No Brasil, significa acabar com o desmatamento até no máximo 2030, e ampliar o uso de fontes renováveis de energia, que são abundantes e mais baratas que as fontes fósseis.
Não adiantaria falar apenas de desmatamento ilegal, pois alguém poderia imaginar que bastaria dar legalidade ao que hoje se pratica criminosamente, como falsa maneira de alcançar essa meta. Um filme que já conhecemos, que tem como roteiro a concessão de anistia aos criminosos que invadem terras públicas e desmatam ilegalmente na certeza da impunidade que virá com o próximo Refis Ambiental, na forma de uma revisão do Código Florestal, de uma medida provisória ou projeto de lei com título “bem intencionado”.
Os desmatadores têm servido de vetores de transmissão do novo coronavírus às comunidades remotas. O problema é agudo na região da Amazônia e não pode ser deixado para depois. Como resposta, temos que dar força total à fiscalização com urgência e criar alternativas econômicas robustas, como o açaí, que tem rendimento dez vezes superior à da soja por hectare, segundo estudo da UFMG (Universidade Federal de Minas Gerais).
Demonstrar resultados de controle do desmatamento é fundamental para retomar a credibilidade da economia brasileira e atrair investimentos privados. É preciso controlar de vez as queimadas e roubo de madeira e terras das florestas públicas. Na pandemia, neste ano, e nos anos subsequentes.
A recuperação da economia depende da retomada do consumo no curto prazo, mas crescimento sustentável após a pandemia depende da retomada do investimento, que já se encontrava no nível mais baixo da série histórica antes do Covid19.

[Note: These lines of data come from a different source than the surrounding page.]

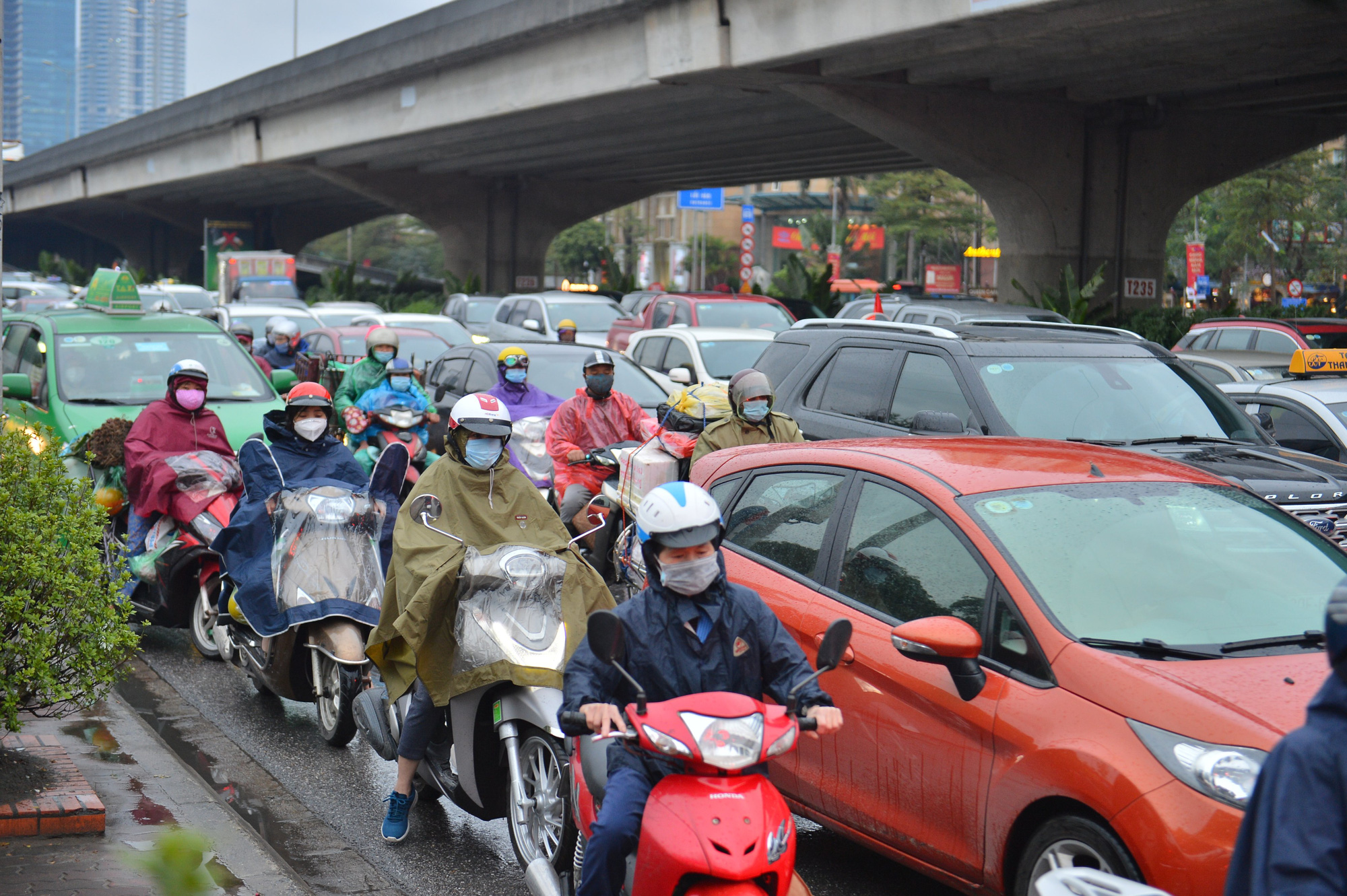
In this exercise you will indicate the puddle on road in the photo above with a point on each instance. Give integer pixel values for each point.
(251, 809)
(98, 735)
(147, 812)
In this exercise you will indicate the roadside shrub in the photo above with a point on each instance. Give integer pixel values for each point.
(64, 633)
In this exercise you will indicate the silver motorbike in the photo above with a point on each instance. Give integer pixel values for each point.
(510, 610)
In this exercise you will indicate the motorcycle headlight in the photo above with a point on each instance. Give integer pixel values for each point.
(1222, 773)
(667, 743)
(727, 743)
(782, 745)
(332, 509)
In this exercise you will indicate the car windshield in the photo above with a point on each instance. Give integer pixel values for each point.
(727, 357)
(416, 349)
(451, 331)
(483, 311)
(762, 315)
(258, 320)
(1109, 400)
(591, 316)
(133, 368)
(267, 289)
(560, 373)
(1186, 564)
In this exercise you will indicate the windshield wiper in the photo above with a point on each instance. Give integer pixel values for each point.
(1189, 440)
(1309, 638)
(1150, 646)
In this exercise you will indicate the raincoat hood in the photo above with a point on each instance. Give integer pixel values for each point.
(488, 509)
(164, 429)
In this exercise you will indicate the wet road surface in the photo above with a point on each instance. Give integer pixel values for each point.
(448, 851)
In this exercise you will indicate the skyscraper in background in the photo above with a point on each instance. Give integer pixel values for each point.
(133, 58)
(40, 71)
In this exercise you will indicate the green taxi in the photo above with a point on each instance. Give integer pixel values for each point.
(71, 369)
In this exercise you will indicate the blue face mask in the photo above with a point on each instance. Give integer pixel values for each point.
(483, 454)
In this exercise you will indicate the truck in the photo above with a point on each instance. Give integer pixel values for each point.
(257, 276)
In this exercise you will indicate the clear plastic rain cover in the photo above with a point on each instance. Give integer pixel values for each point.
(510, 607)
(327, 548)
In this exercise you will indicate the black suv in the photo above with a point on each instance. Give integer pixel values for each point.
(853, 378)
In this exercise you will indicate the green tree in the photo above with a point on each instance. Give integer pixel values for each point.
(64, 634)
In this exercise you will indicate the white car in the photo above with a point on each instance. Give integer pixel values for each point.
(1305, 415)
(447, 329)
(680, 355)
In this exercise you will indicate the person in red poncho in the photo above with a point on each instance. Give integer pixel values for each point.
(595, 417)
(177, 424)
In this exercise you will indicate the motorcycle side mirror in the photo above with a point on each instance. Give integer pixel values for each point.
(836, 642)
(832, 649)
(605, 638)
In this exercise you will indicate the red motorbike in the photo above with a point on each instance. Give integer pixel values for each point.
(712, 831)
(180, 574)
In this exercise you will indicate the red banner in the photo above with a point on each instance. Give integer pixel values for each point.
(1197, 263)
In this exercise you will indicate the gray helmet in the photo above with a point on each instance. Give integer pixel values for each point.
(381, 337)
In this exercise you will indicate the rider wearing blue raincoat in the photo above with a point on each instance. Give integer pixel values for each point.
(302, 454)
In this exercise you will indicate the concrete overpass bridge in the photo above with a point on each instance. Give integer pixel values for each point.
(1086, 124)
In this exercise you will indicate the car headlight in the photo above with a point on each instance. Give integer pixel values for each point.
(727, 743)
(667, 743)
(1222, 773)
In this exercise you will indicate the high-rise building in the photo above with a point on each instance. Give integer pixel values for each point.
(40, 71)
(133, 58)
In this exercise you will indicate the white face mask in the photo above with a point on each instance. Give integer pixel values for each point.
(313, 428)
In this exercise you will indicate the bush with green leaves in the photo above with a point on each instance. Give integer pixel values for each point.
(64, 634)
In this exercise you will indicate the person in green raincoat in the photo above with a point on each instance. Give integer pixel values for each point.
(487, 502)
(363, 376)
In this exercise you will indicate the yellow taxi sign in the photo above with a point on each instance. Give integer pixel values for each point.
(114, 292)
(1307, 362)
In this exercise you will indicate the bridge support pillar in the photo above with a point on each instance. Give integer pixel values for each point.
(495, 228)
(1072, 183)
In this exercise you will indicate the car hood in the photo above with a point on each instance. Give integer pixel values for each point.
(242, 419)
(1278, 474)
(1243, 701)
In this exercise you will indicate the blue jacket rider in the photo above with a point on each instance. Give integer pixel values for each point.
(692, 633)
(1294, 839)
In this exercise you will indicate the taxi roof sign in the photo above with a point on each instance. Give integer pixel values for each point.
(114, 292)
(1310, 362)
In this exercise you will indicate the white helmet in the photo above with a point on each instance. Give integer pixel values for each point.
(678, 514)
(482, 413)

Pequenos passos não são suficientes. Tampouco medidas incrementais ou um plano “ambiental”. Precisamos dar um salto qualitativo no destino dado pelo Estado aos recursos dos contribuintes. Precisamos definir um novo ciclo de prioridades, projetos produtivos e de infraestrutura alinhados às necessidades atuais, deste século e do seguinte.
É esperado o socorro estatal a setores cambaleantes, como a aviação civil, e em especial às indústrias com potencial de geração de muitos empregos. Mas a grande oportunidade está nas novas indústrias, nos novos setores da economia que podem criar milhões de postos de trabalho em atividades menos poluentes.
Há uma oportunidade de modernização do parque produtivo, de adoção de novas tecnologias, de qualificação dos novos profissionais, que não pode ser desperdiçada. Não podemos desperdiçar os recursos do contribuinte salvando setores que estão fadados a sucumbir ao longo do século, alavancando ativos que vão encalhar por falta de demanda, ignorar os alertas dos analistas de risco e os compromissos assumidos pelos investidores de descarbonizar seus portfólios.
Por fim, precisamos reduzir as distorções dos mercados, eliminar incentivos para atividades devastadoras e poluentes, parar de subsidiar com os escassos recursos públicos setores despreparados para sobreviver diante de eventos climáticos extremos.
Mas seria muito frio tratar disso tudo apenas em “economês”, considerando que, no Brasil, a pandemia tem tido impacto desproporcional em indígenas e negros e que a saída dela pode reforçar problemas estruturais que temos, em especial a desigualdade.
Se o processo de transição não for justo, tampouco será justo seu resultado.
A transição desse momento difícil para um novo normal requer coragem para reparar a dívida social do passado e criar um novo pacto social para o futuro.